Players understood his point.
“At the end of the day, a win is a win in our league,” said reigning MVP LeBron James, who averaged exactly 27 points per game during the 27-game winning streak. “We’ve gotten better throughout the season. Each and every month we’ve improved. We’ve started from behind some games, but for the most part we’ve played some great basketball. We’re not a team that builds bad habits. That’s not even who we are so we’re not worried about that.”
No matter how they did it, no matter how many double-digit deficits they erased or fourth-quarter comebacks they pulled off, the bottom line was Miami enjoyed 7½ weeks of dominance.
Entering Thursday, 10 NBA teams hadn’t won 27 games yet this season.

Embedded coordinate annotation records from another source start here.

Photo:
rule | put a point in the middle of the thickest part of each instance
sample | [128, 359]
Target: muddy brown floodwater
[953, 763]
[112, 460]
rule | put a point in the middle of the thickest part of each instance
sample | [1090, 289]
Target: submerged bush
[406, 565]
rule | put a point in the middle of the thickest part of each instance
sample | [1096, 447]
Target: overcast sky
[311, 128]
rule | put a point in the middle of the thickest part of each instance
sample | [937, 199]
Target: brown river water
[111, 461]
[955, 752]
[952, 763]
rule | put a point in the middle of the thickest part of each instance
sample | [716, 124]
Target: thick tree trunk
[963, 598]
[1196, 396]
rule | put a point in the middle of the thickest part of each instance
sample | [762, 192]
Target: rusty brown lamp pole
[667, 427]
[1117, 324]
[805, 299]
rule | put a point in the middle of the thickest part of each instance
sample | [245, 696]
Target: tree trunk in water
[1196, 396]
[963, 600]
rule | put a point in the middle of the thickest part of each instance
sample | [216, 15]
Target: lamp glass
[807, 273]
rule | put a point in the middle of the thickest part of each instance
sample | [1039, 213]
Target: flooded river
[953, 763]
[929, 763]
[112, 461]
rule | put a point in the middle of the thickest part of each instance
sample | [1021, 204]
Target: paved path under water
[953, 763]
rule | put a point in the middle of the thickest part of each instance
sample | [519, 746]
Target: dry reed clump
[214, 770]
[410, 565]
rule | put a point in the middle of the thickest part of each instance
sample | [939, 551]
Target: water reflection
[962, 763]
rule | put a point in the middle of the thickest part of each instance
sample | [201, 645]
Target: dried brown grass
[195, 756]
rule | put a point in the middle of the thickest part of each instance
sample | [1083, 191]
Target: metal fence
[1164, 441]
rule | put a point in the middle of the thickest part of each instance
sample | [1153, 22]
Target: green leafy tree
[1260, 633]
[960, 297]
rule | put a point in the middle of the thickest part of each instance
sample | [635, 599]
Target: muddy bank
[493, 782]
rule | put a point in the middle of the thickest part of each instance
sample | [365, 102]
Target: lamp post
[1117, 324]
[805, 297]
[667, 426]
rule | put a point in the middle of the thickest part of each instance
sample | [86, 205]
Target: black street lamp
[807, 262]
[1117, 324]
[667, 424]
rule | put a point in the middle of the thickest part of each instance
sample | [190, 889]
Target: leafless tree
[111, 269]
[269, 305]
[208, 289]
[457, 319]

“Really proud of the grind of the last few weeks from my guys,” Miami forward Shane Battier, who was part of a 32-game win streak at Duke, 22 with the Houston Rockets and now 27 with the Heat, wrote on Twitter early Thursday. “The focus and effort (and luck) was phenomenal.”
Battier closed that tweet with two hashtagged words — onward and upwards.
Whether it was because they were revered or reviled, the Heat probably got more eyeballs on NBA regular-season basketball than any team had in some time, with people watching to root for either the streak continuing or the streak ending.
They were must-see TV, as proven by national networks like ESPN and NBA TV scrambling to pick up Heat games as the streak rolled along. ESPN said the overnight rating for Heat-Bulls was the fifth-best of any regular-season game ever shown on the network.
Media coverage was as intense as any time during the Big Three era in Miami. On Monday in Orlando, the visiting locker room was overwhelmed by reporters. And on Wednesday in Chicago, Wade freely said he was ready for the circus to end.